Further, a fair reading of PERB’s statutory authorization to determine "joint employers” includes public-private relationships, particularly so when the dominance of the public agency is as clear as it is here. It would be anachronistic in the extreme, at a time when the quasi-independent agency, legislatively structured and supported by government, has become a common vehicle for State and city activity, and where proliferation of public employment in and out of such agencies has been accompanied by experimentation with new means of dealing with their labor relations — as witness this very statute and PERB itself — for a different interpretation to prevail.
It remains only to ask whether, as a matter of general legislative policy, the choice of PERB over the SLRB is permissible or wise. I believe that it is. The SLRB, as amicus curiae, urges us to interpret the Taylor Law, based on its legislative history, as a narrow exception to the SLRB’s own broader mandate. (L 1937, ch 443.) It argues that the extensive references in that legislative history to civil service employees and to government employees indicates an intent to so limit the coverage of the law, though no such intent is anywhere expressed. To the contrary, I find that a persuasive reason to hold that, where employee relationships are so dominated by governmental control and influence as they are in this case, the legislative intent would be better effectuated by vesting jurisdiction in the agency created to deal with the special nature of governmental employment than by leaving regulation, such as in the case of the library, to an agency set up to administer laws applicable to essentially private employment relationships. The National Labor Relations Board (NLRB), whose statutory mandate (US Code, tit 29, § 151 et *759seq.) is very similar to the SLRB’s, recently concluded that it was an inappropriate agency to supervise employment relationships at one of the branches of the New York Library, based on precisely the same city involvement PERB found here. (Matter of Queensboro Public Lib., 195 NLRB 974.)
Procedurally, we note, with regard to the genesis of PERB’s determination here, that, construed most broadly, PERB’s authority to determine appropriate units for bargaining purposes under section 207 includes the question of who is the proper employer for a given unit of employees. That PERB’s determination here was provoked by an improper practice charge would not mean, therefore, that it was made outside of, or in contravention of the standards set forth in section 207. Further, once the city applied for the reconsideration of the jurisdictional question, the issue was met head on.
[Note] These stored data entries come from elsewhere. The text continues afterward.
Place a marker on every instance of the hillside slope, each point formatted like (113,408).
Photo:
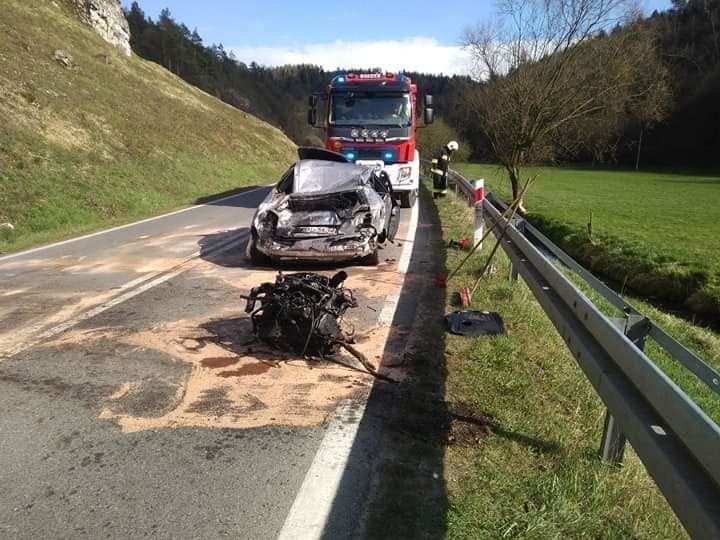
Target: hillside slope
(109,138)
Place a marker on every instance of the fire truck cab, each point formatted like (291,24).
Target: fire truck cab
(372,119)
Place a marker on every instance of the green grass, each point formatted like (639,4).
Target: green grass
(652,233)
(113,138)
(534,472)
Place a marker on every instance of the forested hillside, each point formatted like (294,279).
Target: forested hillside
(89,136)
(687,134)
(275,94)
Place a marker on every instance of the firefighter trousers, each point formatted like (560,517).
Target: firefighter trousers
(439,184)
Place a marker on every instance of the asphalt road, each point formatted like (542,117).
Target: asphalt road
(132,403)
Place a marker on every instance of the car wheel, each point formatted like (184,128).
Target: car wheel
(408,198)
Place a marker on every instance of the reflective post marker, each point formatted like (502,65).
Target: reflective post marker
(478,198)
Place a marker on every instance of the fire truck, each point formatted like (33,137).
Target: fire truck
(372,119)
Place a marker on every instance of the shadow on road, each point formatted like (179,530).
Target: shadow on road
(401,439)
(233,256)
(251,200)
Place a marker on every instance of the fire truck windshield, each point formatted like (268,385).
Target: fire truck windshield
(370,108)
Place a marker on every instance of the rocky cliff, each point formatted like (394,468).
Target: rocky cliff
(108,20)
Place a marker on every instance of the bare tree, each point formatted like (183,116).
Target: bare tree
(546,64)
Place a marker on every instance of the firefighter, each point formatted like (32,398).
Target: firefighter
(439,168)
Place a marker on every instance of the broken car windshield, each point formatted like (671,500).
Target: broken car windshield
(370,108)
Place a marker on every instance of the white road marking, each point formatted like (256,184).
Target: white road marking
(146,283)
(311,508)
(388,311)
(127,225)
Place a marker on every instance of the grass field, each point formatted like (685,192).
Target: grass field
(111,138)
(656,234)
(528,466)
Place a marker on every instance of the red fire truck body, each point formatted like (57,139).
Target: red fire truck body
(372,119)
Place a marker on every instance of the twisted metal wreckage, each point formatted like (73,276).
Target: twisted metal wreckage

Finally, a word about the employees themselves. For all practical purposes, they are now already city employees. The question merely is which governmental agency and which statute is to govern their labor relations. Is it to be PERB, whose very raison d’etre is regulation of such relations, or SLRB, an agency not so oriented? Needless to say, there are both benefits and burdens involved in attaining the status of public employees. Whether the Taylor Act belongs on the benefit side or the burden side, the Legislature has decided that that is the best way to achieve and maintain a fair balance of labor relations rights between employees and a governmental employer. We should not upset that balance.
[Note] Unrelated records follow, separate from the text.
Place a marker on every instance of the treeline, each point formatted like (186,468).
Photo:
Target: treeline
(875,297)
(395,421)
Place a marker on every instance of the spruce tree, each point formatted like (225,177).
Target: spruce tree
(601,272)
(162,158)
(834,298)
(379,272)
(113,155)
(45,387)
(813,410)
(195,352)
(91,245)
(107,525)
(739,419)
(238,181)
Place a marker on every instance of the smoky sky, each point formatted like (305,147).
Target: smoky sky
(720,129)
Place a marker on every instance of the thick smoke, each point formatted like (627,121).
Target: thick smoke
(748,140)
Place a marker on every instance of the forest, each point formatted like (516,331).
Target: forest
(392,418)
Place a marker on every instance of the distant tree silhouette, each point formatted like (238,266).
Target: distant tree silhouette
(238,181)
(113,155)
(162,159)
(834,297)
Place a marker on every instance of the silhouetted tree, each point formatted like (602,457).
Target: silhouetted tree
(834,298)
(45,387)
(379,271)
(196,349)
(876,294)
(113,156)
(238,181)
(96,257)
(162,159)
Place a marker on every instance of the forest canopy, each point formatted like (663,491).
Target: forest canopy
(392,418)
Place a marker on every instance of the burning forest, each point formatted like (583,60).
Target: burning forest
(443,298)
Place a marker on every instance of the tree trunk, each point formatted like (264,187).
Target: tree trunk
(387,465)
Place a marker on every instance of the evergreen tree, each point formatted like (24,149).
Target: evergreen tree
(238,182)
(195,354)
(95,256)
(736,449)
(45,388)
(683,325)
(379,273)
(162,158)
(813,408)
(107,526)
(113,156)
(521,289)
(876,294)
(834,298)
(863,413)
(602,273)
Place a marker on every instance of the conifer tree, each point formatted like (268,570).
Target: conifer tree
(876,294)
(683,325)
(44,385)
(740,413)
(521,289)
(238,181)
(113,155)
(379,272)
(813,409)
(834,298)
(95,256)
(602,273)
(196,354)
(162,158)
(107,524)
Accordingly, I would reverse the decision below and remit the case to PERB for such further determinations as it may find necessary.
Chief Judge Breitel and Judges Jasen, Gabrielli, Jones, Wachtler and Cooke concur in memorandum; Judge Fuchs-berg dissents and votes to reverse in a separate opinion.
Judgment affirmed.
My research discloses not a single reported instance of reported joint-employer determinations by any other States. The question is thus very much one of first impression.